"Philosophy is really very useful for expressing commonplace ideas in fancy ways." (Robert Paul Wolff, here)
Meet young Joe. Joe is a mathematician, although he doesn’t know it.
Joe is a poor Arts student, doing sundry stuff for money. He woke up and counted how much money he had left: $30. Luckily, today he has some hours of casual cleaning scheduled at the pub. He has an exam, too (at 10:30), so he's in a hurry.
Joe started at the pub at 6:00. He did his thing, finishing by 10:00.
The publican paid him, but Joe was in such a hurry he just took the money, shoved it in his pocket, and rode his bike to uni.
Finished his exam, Joe decided to eat something. That’s when he counted his money: now, he has $70.
“What was my hourly pay rate?” Joe wondered. He reasons, as you would, like this:
- Earlier, I had $30.
- I have $70, now.
- I’ve spent nothing, yet.
- So, the boss paid me $40 (=$70 - $30).
- I worked 4 hours, from 6:00 to 10:00.
- Dividing $40 by 4 hours yields $10 per hour.
- That’s my hourly wage.
“Meh,” readers may think. “That’s garden-variety reasoning, and basic arithmetic, not Real Maths.”
Hold that thought for a moment. This is what Joe did:
($70 - $30)/4 = $10
Now, brace yourselves for the revelation: Joe actually solved the linear equation below, for HourlyWage.
TotalMoney = InitialMoney + HourlyWage * Hours
The steps taken to solve this equation (which one learns as rules in school, say "if it multiplies on the right hand side, it divides on the left"), in the order adopted, parallel the steps Joe took to reason his solution:
HourlyWage * Hours = TotalMoney – InitialMoney = $70 - $30 = $40.
HourlyWage = (TotalMoney – InitialMoney)/Hours = ($70 - $30)/4 = $10.
Joe did that in his mind, without pen or paper (like you did). But it’s not the use of pen and paper that makes it "Real Maths": maths is a form of reasoning. The school "rules" are not arbitrary, they have a reason. Knowingly or not, Joe reasoned mathematically, and it didn’t hurt him a bit.
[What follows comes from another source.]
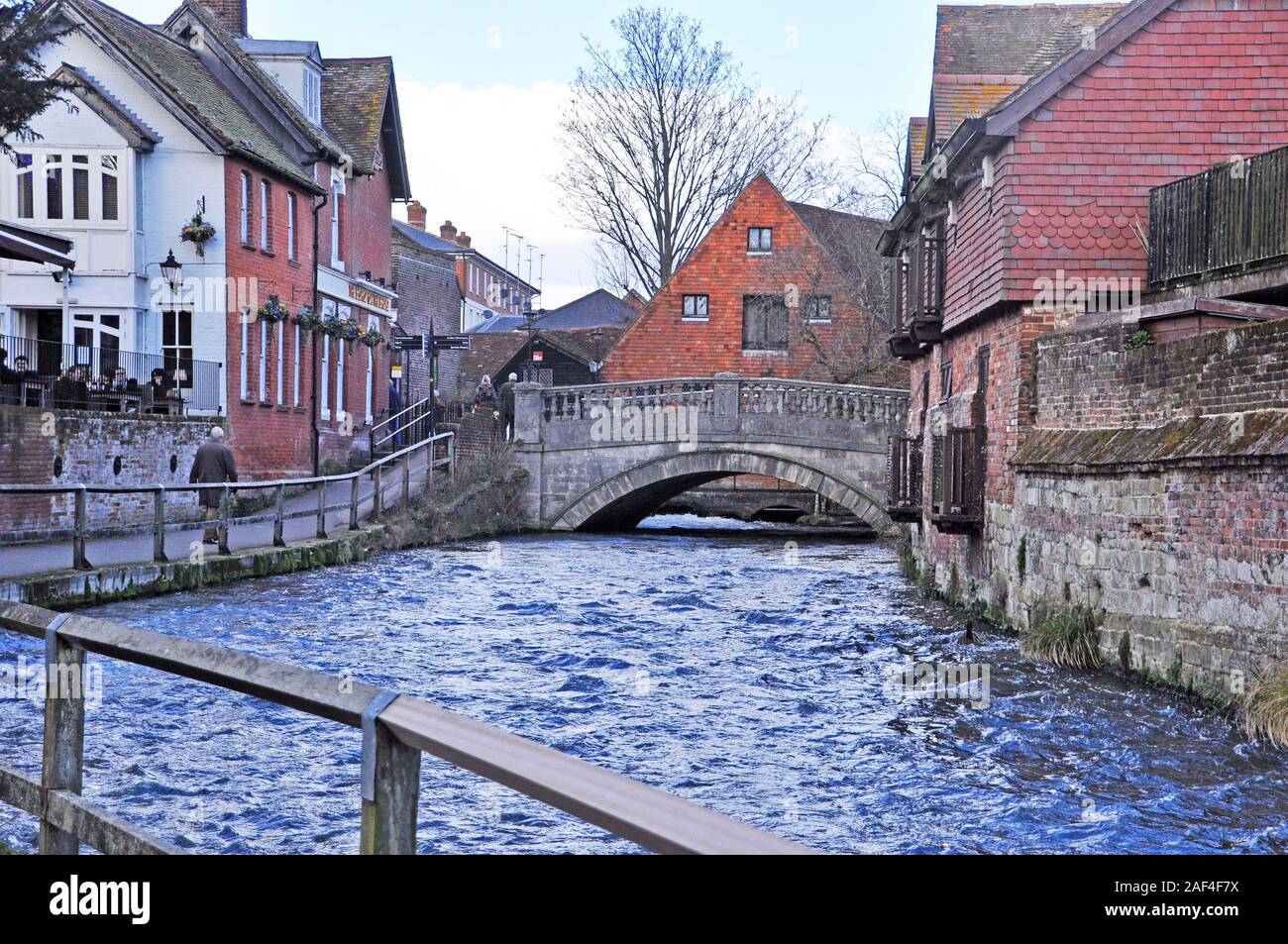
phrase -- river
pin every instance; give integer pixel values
(759, 673)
In simple cases like this (and simplicity, like beauty, is in the eye of the beholder), anyone can reason correctly “in their minds”; in more complex cases, it’ll be wiser to appeal to pen and paper, because the risk of making mistakes is far greater. This does not alter the fact: maths is a reasoning process, no more, no less.
Is this to say that maths in economics is a guarantee of “scientificity”, or at least that it’s always appropriate or innocent? Obviously, not. On top, there’s no absolute rule to judge.
What one can conclude is that the usage of maths in economics is not inherently wrong, for some obscure reason that anti-maths people can’t explain in simple terms, without a generous side of “metaphysics”, “epistemology”, “ontology”, “teleology”.
Know this: maths and technical language sometimes are necessary; but the unnecessary use of maths (or technical, specialist words) may indicate a charlatan trying to bullshit you.